After elections, Erdogan turns his attention to Syria

The pro-Erdogan Takvim newspaper said that Erdogan had signalled the impending start of a military operation east of the Euphrates River in Syria.
Sunday 14/04/2019
Turkish President Tayyip Erdogan attends a signing ceremony following the talks with his Russian counterpart Vladimir Putin at the Kremlin in Moscow, Russia April 8, 2019. (Reuters)
Turkish President Tayyip Erdogan attends a signing ceremony following the talks with his Russian counterpart Vladimir Putin at the Kremlin in Moscow, Russia April 8, 2019. (Reuters)

ISTANBUL - With local elections behind him, Turkish President Recep Tayyip Erdogan is turning his attention to Syria, renewing a pledge to send troops over the border to create a buffer zone and push back Kurdish fighters.

The 65-year-old leader has been saying for months that his troops are ready to move against the Syrian-Kurdish People’s Protection Units (YPG) militia that Ankara regards as a terrorist group and whose presence on the Syrian side of the border is described as a “terror corridor” by Erdogan and other Turkish politicians.

“With the steps that we have taken, we have shown to those who wanted to bring us to our knees with a terror corridor that this is not possible,” Erdogan said April 10. “Very soon we will send a new message to those who still cling to the same scenario in a language that they understand.”

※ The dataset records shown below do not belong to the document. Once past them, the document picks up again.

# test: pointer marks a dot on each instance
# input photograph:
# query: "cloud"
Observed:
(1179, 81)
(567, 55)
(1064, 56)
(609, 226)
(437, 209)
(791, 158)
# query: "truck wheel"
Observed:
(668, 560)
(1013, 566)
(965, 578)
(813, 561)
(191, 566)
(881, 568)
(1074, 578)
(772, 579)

The pro-Erdogan Takvim newspaper said that, with his speech, Erdogan had signalled the impending start of a military operation east of the Euphrates River in Syria.

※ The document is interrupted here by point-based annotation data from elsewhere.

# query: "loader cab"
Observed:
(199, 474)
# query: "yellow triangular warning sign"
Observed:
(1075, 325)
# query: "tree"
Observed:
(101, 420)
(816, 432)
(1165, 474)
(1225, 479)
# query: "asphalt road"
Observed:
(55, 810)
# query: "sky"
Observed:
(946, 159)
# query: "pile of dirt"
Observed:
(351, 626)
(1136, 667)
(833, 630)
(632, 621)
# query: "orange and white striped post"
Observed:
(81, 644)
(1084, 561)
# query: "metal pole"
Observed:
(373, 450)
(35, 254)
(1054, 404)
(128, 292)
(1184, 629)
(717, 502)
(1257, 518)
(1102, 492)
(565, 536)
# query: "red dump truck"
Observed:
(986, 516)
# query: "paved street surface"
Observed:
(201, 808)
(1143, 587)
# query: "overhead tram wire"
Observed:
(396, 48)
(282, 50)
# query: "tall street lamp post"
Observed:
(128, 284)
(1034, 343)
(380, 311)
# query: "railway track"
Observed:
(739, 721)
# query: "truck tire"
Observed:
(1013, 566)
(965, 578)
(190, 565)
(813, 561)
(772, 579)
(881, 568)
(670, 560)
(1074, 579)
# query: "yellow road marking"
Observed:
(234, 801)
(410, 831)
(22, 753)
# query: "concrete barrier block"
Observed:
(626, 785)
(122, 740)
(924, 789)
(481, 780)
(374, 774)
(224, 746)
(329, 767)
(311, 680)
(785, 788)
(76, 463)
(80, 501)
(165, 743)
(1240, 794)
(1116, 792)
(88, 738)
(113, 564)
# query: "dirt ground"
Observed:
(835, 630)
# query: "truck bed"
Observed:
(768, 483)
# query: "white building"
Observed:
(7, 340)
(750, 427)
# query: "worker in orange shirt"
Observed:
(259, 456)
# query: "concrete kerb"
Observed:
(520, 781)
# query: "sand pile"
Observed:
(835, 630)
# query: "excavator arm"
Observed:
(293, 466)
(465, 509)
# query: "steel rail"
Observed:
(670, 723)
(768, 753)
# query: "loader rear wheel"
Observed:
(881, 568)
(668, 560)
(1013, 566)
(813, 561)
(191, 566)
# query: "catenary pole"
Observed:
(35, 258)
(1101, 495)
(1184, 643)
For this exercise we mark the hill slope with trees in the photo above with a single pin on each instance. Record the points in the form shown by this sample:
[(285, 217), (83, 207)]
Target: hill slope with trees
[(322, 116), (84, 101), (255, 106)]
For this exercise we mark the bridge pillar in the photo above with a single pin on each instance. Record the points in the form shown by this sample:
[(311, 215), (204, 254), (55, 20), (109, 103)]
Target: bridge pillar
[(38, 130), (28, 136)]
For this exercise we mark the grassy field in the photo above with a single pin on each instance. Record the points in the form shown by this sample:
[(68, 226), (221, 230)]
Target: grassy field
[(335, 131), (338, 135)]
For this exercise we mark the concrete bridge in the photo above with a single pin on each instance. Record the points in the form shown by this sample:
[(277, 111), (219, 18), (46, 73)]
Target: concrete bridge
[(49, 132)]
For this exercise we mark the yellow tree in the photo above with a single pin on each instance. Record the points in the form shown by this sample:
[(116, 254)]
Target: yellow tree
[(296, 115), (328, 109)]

Even in his first comments after local elections March 31, Erdogan had said that Turkey faced the task of “clearing away terrorist structures east of the Euphrates and [the city of] Manbij, bringing order to Syria and making sure [Syrian] refugees can return home.”

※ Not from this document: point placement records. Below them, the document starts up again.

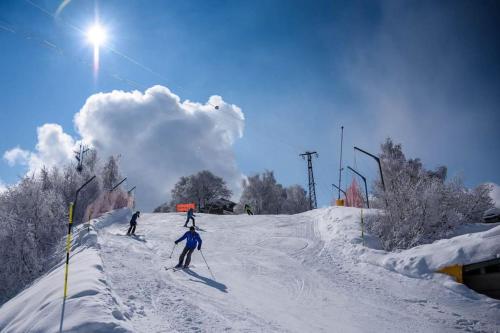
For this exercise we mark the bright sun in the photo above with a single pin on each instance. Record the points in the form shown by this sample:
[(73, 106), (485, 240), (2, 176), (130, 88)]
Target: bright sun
[(96, 35)]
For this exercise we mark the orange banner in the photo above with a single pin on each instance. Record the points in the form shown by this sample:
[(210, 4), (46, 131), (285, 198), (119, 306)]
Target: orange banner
[(184, 207)]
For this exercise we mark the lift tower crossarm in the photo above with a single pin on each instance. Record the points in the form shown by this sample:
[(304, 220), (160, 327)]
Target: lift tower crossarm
[(378, 161), (341, 190)]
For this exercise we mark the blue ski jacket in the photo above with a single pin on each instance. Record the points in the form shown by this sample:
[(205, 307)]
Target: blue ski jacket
[(193, 238)]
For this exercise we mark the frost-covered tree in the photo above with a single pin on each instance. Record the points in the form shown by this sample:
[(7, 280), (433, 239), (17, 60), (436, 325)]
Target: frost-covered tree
[(418, 205), (34, 217), (266, 196), (110, 173), (200, 188)]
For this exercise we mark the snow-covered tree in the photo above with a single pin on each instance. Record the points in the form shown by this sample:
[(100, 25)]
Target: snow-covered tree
[(418, 205), (266, 196), (34, 219), (200, 188)]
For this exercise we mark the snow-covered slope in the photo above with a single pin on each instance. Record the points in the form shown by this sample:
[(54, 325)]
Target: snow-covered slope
[(303, 273)]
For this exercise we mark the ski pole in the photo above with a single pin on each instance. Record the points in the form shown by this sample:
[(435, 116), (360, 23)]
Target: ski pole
[(172, 251), (213, 277)]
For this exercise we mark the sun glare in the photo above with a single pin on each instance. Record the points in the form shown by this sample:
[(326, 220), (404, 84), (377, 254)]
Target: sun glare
[(96, 35)]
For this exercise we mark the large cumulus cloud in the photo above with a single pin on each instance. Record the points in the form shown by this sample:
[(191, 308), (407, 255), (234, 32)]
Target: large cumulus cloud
[(161, 138), (158, 137), (54, 147)]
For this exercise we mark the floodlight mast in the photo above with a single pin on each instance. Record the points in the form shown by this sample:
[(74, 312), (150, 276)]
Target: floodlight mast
[(340, 167)]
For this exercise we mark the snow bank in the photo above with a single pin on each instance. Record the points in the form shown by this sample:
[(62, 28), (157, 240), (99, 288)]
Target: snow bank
[(344, 224), (90, 305)]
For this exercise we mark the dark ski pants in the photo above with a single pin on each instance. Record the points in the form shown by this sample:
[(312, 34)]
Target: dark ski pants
[(187, 251), (131, 230), (189, 218)]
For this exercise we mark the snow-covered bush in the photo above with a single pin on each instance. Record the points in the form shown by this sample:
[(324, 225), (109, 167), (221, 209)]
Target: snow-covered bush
[(34, 217), (200, 188), (266, 196), (418, 205)]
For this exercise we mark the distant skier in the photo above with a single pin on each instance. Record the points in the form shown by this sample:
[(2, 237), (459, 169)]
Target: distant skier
[(133, 223), (190, 216), (192, 240), (248, 210)]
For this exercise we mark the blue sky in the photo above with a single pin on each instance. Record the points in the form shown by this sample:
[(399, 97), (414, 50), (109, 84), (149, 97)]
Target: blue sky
[(425, 73)]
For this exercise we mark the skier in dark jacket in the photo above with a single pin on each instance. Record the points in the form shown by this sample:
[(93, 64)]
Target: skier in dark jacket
[(190, 216), (193, 239), (248, 210), (133, 223)]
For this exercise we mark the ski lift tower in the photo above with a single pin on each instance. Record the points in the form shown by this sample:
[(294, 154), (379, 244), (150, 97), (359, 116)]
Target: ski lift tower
[(312, 185)]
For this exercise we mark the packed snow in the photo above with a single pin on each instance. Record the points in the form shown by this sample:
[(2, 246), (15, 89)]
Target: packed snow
[(310, 272)]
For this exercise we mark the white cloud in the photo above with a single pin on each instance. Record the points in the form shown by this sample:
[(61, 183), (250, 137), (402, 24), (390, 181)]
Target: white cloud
[(158, 137), (3, 187), (17, 156), (54, 147), (161, 138)]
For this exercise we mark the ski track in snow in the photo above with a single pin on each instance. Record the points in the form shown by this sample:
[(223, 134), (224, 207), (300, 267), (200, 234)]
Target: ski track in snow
[(273, 274)]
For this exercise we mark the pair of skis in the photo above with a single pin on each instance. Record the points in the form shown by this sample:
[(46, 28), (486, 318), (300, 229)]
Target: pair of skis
[(175, 268)]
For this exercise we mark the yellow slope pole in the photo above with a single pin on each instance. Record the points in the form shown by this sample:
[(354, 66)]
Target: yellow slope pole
[(68, 247), (72, 208)]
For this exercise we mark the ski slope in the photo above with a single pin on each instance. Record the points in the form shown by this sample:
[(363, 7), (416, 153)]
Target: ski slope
[(302, 273)]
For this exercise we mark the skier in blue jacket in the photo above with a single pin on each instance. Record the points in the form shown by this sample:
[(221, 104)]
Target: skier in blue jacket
[(190, 215), (192, 240)]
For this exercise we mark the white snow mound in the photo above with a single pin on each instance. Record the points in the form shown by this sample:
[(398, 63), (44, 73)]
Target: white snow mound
[(90, 305)]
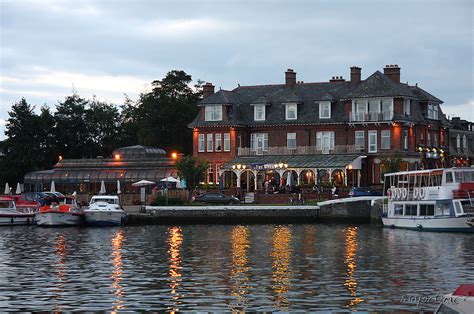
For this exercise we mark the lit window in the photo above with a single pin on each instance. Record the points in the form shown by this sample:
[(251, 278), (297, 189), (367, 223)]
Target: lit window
[(218, 140), (291, 112), (226, 142), (259, 112), (325, 110), (385, 139), (406, 106), (359, 140), (291, 140), (209, 143), (259, 142), (372, 141), (325, 141), (201, 144), (213, 112)]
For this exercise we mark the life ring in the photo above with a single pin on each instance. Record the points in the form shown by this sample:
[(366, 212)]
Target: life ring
[(422, 193), (404, 193), (415, 193)]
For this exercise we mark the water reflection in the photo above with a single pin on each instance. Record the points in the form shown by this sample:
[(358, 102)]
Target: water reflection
[(350, 259), (175, 240), (117, 272), (281, 258), (60, 266), (239, 273)]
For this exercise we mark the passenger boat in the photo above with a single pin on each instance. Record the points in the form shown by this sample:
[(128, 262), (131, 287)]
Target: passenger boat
[(431, 200), (105, 210), (60, 212), (10, 215)]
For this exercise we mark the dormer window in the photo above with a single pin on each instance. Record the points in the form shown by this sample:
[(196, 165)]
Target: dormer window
[(213, 113), (433, 112), (259, 112), (291, 111), (325, 110)]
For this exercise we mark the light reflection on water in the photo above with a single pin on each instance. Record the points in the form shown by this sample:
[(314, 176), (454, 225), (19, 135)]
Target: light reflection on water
[(228, 268)]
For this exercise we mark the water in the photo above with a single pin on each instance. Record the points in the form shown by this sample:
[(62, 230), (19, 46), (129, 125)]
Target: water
[(225, 267)]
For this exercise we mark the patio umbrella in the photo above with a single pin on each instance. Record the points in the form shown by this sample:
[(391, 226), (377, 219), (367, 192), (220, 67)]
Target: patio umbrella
[(170, 179), (143, 183), (118, 187), (102, 188)]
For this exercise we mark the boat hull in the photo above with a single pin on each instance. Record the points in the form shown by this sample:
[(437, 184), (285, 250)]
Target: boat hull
[(10, 219), (58, 219), (442, 224), (99, 218)]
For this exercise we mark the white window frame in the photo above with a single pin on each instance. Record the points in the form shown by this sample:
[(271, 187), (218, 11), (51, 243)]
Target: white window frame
[(325, 141), (259, 109), (384, 134), (213, 112), (290, 108), (218, 142), (227, 142), (201, 143), (325, 110), (209, 143), (259, 142), (372, 146), (291, 138), (359, 135), (406, 106)]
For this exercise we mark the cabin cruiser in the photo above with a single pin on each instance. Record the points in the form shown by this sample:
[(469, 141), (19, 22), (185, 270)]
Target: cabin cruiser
[(10, 215), (105, 210), (430, 200), (60, 212)]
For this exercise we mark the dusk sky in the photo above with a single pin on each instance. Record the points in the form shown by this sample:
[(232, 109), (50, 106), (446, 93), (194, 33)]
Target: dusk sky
[(111, 47)]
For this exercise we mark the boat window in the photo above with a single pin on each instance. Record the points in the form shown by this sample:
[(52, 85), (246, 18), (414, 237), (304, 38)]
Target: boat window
[(410, 209), (398, 209), (449, 177), (426, 210)]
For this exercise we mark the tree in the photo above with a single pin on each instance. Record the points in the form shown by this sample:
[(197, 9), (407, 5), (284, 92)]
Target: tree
[(162, 115), (193, 170)]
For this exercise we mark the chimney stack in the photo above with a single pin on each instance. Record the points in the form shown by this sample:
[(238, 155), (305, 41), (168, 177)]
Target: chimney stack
[(336, 79), (355, 75), (392, 72), (290, 78), (207, 90)]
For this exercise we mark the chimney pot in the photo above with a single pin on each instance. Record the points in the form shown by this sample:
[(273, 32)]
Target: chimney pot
[(392, 72), (207, 90), (290, 78)]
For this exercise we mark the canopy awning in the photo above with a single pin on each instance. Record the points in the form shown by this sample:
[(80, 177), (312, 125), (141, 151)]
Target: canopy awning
[(271, 162)]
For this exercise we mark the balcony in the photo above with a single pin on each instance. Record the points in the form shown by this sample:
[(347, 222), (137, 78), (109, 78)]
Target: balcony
[(300, 150), (370, 116)]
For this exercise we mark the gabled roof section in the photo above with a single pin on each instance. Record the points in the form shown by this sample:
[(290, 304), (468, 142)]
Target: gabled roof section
[(423, 95), (222, 97), (379, 85)]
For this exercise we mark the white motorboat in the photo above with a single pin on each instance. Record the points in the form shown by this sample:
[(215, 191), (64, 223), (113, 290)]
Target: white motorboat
[(105, 210), (9, 215), (64, 212), (460, 301), (431, 200)]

Starting last year, the Erdogan government has pushed a plan to set up a buffer zone under its control in north-eastern Syria. The YPG, a partner of the United States in the fight against the Islamic State, opposes the Turkish plan because it would force Kurdish fighters to withdraw from Kobane and other cities on the Turkish border.

Turkey has staged two previous interventions into Syria west of the Euphrates, in Jarabulus in 2016 and in Afrin last year, occupying territory previously held by the YPG.

Observers said the Afrin operation was a step by the government to boost support for Erdogan ahead of parliamentary and presidential elections that took place a few months after the intervention.

Some say a new operation east of the Euphrates could serve a similar purpose in case Erdogan wants a rerun of local elections in Istanbul after his party’s narrow defeat in the city March 31. No decision for a rerun has been announced.

Erdogan’s announcements about a forthcoming push into north-eastern Syria came as relations between the government and the legal Kurdish party in Turkey deteriorated.

Acting on a complaint by Erdogan’s Justice and Development Party (AKP), the Supreme Electoral Council in Ankara disqualified half a dozen freshly elected mayors from the pro-Kurdish Peoples’ Democratic Party (HDP). The mayoral posts that were to be filled by HDP politicians will be held by AKP representatives.

Mehmet Tiryaki, an HDP representative on the election board, said the decision against his party was against the law. The move against the HDP mayors was “a political decision,” Tiryaki said by telephone.

Syrian Kurdish leader Salih Muslim said Turkey’s attitude towards the Kurds made talks with Ankara impossible.

“Turkey views us as terrorists and it continues to threaten Kurds in south-eastern Turkey as well as northern Syria,” Muslim, a former chairman of the Democratic Union Party, the YPG’s political mother organisation, told Kurdistan24, a broadcaster in northern Iraq.

“Unless Turkey changes its view on the Kurdish people, I don’t believe there can be an opportunity for dialogue,” he said.